It has been largely good news for the oil majors' second Quarter.
Chevron has reported better-than-expected quarterly profits with a net income of $5.7bn compared with $5.4b in the same quarter in 2013. Sales and other operating revenues in second quarter 2014 were $56bn, marginally increased on the same period in 2013.
A positive increase in earnings was also reported by Shell, showing $5.1bn - a significant boost from the $2.4bn recorded for the same quarter a year ago. Higher liquids production volumes and prices, the impact of the strengthening Australian dollar on a deferred tax liability and higher contributions from the company's manufacturing division were all listed as major factors for the stronger performance.

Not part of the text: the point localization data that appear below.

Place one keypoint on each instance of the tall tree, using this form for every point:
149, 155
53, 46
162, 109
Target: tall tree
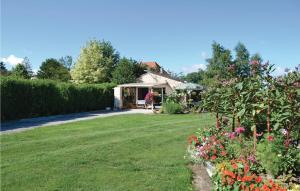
195, 77
96, 62
20, 71
67, 61
219, 62
3, 70
26, 63
242, 60
256, 57
127, 71
53, 69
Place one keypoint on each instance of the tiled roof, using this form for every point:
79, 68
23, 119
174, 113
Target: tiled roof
152, 65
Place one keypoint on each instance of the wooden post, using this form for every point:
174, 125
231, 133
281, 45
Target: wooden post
162, 95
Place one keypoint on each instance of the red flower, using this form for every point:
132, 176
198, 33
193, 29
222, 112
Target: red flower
193, 138
229, 173
247, 178
258, 179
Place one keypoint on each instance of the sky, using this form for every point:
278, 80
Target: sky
175, 33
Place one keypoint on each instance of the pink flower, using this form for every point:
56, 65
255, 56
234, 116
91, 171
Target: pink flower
270, 138
240, 130
252, 158
259, 134
232, 135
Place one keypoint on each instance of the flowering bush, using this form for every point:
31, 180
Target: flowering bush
238, 175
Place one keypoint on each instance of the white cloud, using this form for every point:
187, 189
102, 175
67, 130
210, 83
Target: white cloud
279, 71
12, 60
204, 55
193, 68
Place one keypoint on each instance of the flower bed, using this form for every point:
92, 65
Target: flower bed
255, 142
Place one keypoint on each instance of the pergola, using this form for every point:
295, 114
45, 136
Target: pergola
137, 92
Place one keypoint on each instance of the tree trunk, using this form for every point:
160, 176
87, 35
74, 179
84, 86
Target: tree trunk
254, 138
269, 116
233, 122
218, 121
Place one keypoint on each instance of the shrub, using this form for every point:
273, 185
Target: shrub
274, 157
31, 98
172, 108
238, 175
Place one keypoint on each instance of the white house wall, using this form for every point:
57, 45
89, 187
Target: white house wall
154, 78
118, 97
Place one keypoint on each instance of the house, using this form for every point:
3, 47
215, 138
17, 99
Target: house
156, 80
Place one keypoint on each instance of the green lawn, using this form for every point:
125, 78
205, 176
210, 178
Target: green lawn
126, 152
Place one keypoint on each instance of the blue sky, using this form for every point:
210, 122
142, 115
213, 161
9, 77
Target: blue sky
176, 34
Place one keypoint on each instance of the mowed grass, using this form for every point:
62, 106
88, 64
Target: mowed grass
126, 152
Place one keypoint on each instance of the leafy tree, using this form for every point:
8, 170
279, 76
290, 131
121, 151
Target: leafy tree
174, 75
27, 65
256, 57
53, 69
195, 77
219, 62
67, 61
96, 62
242, 60
3, 70
127, 71
20, 71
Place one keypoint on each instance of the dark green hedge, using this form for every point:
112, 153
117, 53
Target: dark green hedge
31, 98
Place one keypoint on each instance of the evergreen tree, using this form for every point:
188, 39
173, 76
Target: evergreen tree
67, 61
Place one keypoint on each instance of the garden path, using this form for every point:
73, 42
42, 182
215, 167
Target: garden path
31, 123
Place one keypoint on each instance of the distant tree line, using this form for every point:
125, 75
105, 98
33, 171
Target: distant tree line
219, 62
99, 62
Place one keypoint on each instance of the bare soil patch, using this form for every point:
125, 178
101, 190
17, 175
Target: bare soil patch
201, 179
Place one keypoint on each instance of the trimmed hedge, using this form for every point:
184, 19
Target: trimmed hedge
172, 108
31, 98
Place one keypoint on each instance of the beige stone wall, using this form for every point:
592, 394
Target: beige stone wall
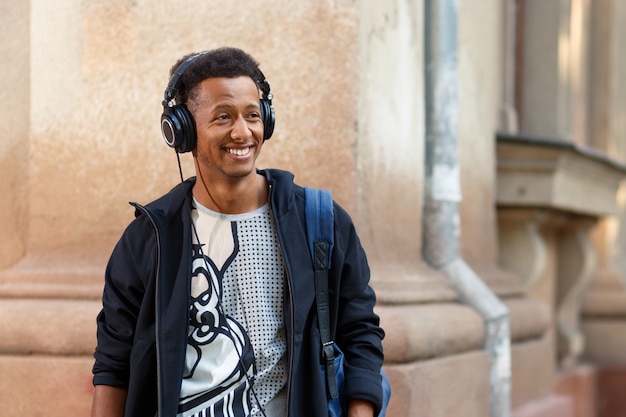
82, 84
14, 140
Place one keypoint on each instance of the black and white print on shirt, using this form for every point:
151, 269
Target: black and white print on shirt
213, 339
236, 325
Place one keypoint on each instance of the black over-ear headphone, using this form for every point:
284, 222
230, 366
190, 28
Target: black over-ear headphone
177, 124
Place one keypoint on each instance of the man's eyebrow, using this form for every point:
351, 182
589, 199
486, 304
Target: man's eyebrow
226, 106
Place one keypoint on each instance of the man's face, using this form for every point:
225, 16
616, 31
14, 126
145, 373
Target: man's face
229, 127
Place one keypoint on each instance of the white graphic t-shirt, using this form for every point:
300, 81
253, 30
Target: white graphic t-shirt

Meanwhile, BP's underlying replacement cost profits increased from $2.7bn in the second quarter of 2013 to $3.6b in Q2 this year, representing a 34% uplift. The company has continued its programme of asset sales, divesting itself of a further $3.4bn-worth towards its expected target of $10bn by the end of 2015.
Strong operational performance lies behind the second quarter results for ConocoPhillips. Earnings of $2.1bn compare favourably with the same period in 2013. However, downstream spin-off, Phillips 66 bucked the positive trend, with second quarter earnings of $863m, compared with first quarter earnings of $1.5bn. However the company's chemicals division still managed to deliver record earnings for the second period.
A 12% decrease in year-on-year adjusted net income was also reported by French major, Total, down to $3.2bn. The first half of 2014 shows figures of $6.5bn, also down 11% on the same period last year. The poor figures were blamed on exceptionally heavy maintenance costs in the company's upstream business.